CINCINNATI (CN) – Gannett cannot dismiss a defamation lawsuit over its publication of an article that said an Ohio police officer “had sex with a woman while on the job.”
The statement appeared in a May 2010 issue of Gannett’s Milford-Miami Advertiser. Reporters had been covering the suspension of an officer who was found to have had sex with the mayor while on duty. But the article juxtaposed that officer’s situation with allegations that came to light in Miami Township 13 years earlier.
The article stated: “In 1997, the Miami Township trustees terminated Sgt. James Young for a variety of charges including conduct unbecoming of a police officer, sexual harassment, immoral behavior, neglect of duty and gross misconduct. Young had sex with a woman while on the job.”
Young filed suit claiming that the sexual allegations were unsubstantiated and that he did not have sex with a woman on the job.
During a sexual harassment investigation, police dispatcher Marcey Phillips submitted to a polygraph test and told investigators that Young had forced her to perform oral sex on him and that he ejaculated on her kitchen rug afterward, according to Young’s deposition.
Young was fired though he denied the allegations and a semen sample extracted from Phillips’ rug did not match Young’s DNA. An arbitrator ultimately reinstated Young after concluding that the oral sex claim was “not supported by the evidence.”
Advertiser editor Theresa Herron testified that she wrote the offending paragraphs and based the reporting on the public record about Young’s case.
U.S. District Judge Michael Barrett disagreed that Ohio’s fair report statute requires dismissal of the case.
“Gannett argues that the Advertiser article is a substantially accurate account of the public record because it includes references to Young’s challenge to his termination and his eventual reinstatement,” he wrote. “The Court disagrees. The ‘gist’ of the Advertiser article is that even though Young ‘had sex with a woman while on the job,’ he remains an employee of the Miami Township Police Department. While the arbitrator … concluded that there was some kind of relationship between Young and Phillips, there was never any conclusion that Young had sex with Phillips while on the job. … Regardless of what actually occurred, the Advertiser article does not convey the essence of the official record because it excludes this information.”
The judge also disagreed that a reader could construe the Gannett article in an innocent light since the fact that Young kept his job shows he successfully challenged the sex allegation.
“The problem with this interpretation is that there is no indication from the article that there was only an allegation that Young had sex with a woman while on the job,” Barrett wrote. “Instead, the statement is made as if it were a proven fact, and despite this fact, Young was able to keep his job.”

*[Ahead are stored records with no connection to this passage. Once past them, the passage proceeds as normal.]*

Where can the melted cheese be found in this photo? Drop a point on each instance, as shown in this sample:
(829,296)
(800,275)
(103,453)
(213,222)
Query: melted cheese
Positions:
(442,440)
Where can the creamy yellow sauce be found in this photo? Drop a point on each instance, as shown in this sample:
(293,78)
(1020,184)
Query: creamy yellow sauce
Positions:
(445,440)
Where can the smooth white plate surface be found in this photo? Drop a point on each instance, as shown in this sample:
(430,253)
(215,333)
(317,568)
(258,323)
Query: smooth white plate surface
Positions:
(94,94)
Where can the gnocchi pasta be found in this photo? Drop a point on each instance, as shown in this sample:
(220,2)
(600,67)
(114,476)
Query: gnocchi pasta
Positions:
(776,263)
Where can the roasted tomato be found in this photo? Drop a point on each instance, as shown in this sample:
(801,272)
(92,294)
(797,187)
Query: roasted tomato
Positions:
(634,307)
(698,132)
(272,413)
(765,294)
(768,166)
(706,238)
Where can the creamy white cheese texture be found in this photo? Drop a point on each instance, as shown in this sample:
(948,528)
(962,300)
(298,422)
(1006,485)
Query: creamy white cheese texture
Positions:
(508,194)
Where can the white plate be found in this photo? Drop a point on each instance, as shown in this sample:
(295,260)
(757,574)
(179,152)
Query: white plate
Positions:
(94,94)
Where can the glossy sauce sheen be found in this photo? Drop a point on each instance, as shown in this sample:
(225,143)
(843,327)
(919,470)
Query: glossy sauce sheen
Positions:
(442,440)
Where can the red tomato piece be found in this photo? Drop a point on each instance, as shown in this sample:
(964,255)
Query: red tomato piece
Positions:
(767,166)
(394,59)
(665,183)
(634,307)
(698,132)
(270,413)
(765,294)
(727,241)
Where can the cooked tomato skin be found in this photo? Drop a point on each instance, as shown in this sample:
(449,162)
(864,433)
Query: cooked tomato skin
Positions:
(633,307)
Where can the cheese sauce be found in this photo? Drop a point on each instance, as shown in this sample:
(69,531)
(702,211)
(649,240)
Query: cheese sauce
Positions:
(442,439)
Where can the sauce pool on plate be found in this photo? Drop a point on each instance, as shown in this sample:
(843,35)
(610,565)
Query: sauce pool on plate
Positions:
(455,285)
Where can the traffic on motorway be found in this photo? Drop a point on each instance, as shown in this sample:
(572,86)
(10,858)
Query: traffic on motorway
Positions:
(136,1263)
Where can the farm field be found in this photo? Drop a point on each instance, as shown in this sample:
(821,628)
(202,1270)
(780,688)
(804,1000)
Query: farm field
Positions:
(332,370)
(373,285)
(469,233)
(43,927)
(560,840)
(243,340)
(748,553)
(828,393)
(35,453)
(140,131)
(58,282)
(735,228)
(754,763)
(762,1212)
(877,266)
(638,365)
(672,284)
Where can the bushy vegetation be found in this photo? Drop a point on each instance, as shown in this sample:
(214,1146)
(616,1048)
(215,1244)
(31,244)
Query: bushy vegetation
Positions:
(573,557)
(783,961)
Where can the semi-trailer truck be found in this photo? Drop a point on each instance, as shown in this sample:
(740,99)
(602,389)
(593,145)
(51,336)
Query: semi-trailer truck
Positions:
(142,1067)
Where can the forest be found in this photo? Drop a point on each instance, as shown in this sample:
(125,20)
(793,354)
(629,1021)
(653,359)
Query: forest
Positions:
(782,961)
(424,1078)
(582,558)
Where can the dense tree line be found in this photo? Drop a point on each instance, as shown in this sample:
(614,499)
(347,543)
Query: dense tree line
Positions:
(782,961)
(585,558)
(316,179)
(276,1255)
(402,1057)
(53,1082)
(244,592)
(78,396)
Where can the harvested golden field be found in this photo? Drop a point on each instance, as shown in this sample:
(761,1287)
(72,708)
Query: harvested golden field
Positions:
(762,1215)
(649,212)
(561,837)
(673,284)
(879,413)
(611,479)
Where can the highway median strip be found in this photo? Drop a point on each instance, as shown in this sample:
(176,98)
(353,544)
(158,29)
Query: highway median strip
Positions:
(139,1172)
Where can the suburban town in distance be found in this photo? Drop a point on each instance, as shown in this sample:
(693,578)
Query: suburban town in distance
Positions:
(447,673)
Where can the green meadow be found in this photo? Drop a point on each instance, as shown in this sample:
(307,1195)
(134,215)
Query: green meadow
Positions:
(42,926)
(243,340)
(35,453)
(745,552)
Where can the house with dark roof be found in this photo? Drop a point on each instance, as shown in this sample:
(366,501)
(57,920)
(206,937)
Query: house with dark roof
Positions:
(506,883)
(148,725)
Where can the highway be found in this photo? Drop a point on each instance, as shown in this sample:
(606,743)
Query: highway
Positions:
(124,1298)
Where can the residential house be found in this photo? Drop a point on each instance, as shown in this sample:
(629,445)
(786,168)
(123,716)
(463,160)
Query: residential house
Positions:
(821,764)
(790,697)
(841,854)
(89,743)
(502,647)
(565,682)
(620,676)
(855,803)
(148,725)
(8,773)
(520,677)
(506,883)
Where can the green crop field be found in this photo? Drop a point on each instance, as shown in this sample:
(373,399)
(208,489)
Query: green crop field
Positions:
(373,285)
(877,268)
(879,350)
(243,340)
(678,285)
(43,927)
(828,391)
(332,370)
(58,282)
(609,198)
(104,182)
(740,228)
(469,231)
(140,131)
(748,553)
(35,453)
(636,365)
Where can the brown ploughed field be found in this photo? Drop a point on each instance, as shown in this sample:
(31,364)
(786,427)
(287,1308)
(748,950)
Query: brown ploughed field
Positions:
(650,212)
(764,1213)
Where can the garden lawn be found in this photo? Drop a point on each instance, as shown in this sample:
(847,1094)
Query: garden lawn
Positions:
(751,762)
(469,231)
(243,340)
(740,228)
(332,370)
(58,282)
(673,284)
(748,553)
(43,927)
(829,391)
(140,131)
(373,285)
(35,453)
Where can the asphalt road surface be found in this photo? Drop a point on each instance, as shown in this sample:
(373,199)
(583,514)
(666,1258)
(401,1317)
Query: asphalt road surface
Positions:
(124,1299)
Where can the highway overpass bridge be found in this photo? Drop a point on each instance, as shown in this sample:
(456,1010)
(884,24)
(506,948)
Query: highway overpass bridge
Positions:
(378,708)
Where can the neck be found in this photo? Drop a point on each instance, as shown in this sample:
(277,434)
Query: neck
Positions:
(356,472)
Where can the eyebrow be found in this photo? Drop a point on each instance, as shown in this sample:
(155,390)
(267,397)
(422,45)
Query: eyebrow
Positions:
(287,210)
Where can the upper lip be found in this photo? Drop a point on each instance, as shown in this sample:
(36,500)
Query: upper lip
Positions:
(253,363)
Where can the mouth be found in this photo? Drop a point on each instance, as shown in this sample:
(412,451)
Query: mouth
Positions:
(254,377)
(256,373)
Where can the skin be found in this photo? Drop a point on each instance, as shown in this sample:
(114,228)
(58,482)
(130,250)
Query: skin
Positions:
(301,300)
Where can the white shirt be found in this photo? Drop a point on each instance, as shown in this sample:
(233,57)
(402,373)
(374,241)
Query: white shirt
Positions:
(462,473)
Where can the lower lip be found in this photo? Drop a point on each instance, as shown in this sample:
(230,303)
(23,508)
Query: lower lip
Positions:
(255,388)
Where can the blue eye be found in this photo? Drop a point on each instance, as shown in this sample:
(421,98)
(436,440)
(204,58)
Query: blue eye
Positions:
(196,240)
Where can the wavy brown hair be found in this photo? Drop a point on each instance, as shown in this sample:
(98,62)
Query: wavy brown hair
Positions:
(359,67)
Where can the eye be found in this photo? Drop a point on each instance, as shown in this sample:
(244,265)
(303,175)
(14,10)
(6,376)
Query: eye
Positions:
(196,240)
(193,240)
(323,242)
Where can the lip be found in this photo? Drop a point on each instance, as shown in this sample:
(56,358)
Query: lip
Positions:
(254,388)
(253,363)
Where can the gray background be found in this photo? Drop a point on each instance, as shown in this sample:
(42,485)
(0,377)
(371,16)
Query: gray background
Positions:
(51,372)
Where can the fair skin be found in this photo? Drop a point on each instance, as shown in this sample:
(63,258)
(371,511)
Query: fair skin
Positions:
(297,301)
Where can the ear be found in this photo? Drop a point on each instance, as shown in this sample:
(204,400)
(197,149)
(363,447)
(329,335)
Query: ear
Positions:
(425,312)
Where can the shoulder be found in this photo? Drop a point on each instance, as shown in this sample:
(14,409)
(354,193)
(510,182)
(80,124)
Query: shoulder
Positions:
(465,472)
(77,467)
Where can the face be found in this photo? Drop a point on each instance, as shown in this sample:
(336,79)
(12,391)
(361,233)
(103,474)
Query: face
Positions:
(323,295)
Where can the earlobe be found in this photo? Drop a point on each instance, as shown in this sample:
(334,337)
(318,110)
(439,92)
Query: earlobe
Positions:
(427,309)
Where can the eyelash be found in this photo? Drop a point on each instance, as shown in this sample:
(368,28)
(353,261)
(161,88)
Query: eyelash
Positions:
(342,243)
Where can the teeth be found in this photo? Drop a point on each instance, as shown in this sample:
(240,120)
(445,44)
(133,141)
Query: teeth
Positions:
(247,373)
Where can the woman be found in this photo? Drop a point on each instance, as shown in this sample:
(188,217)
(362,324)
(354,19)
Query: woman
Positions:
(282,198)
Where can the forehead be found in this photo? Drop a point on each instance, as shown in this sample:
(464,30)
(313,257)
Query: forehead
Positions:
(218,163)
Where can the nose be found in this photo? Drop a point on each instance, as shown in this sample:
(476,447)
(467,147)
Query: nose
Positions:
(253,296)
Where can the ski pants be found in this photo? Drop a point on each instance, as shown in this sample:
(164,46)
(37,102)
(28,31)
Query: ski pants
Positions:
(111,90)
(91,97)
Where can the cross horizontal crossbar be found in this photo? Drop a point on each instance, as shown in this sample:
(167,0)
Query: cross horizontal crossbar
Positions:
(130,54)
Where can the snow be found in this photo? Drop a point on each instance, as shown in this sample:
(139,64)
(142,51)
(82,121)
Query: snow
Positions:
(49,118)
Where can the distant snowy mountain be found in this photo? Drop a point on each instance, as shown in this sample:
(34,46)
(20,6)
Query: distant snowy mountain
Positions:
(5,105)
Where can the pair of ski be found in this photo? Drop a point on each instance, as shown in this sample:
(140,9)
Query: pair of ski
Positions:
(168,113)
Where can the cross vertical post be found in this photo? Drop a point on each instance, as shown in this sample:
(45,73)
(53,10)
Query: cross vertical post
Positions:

Young may also be able to prove malice, according to the 13-page decision. “This court concludes that based on the evidence in the record, a reasonable jury could find actual malice,” Barrett wrote. “[Editor Theresa] Herron testified that in researching the Advertiser article, she reviewed the internal affairs investigation report, the arbitrator’s decision, and Judge Ringland’s decision upholding the arbitrator’s decision. While the internal investigator concluded that Phillips’ complaint was substantiated, none of the other documents reviewed by Herron support the statement that ‘Young had sex with a woman while on the job.’ Specifically, Herron testified that she read the arbitrator’s decision that Phillips’ allegation regarding oral sex was not supported by the evidence. Herron also testified that she reviewed the DNA-testing results which showed that semen collected from Phillips’ rug did not belong to Young. A reasonable jury could find that this testimony demonstrates that Herron purposefully avoided or deliberately ignored facts establishing the falsity of the statement that Young had sex with a woman while on the job.”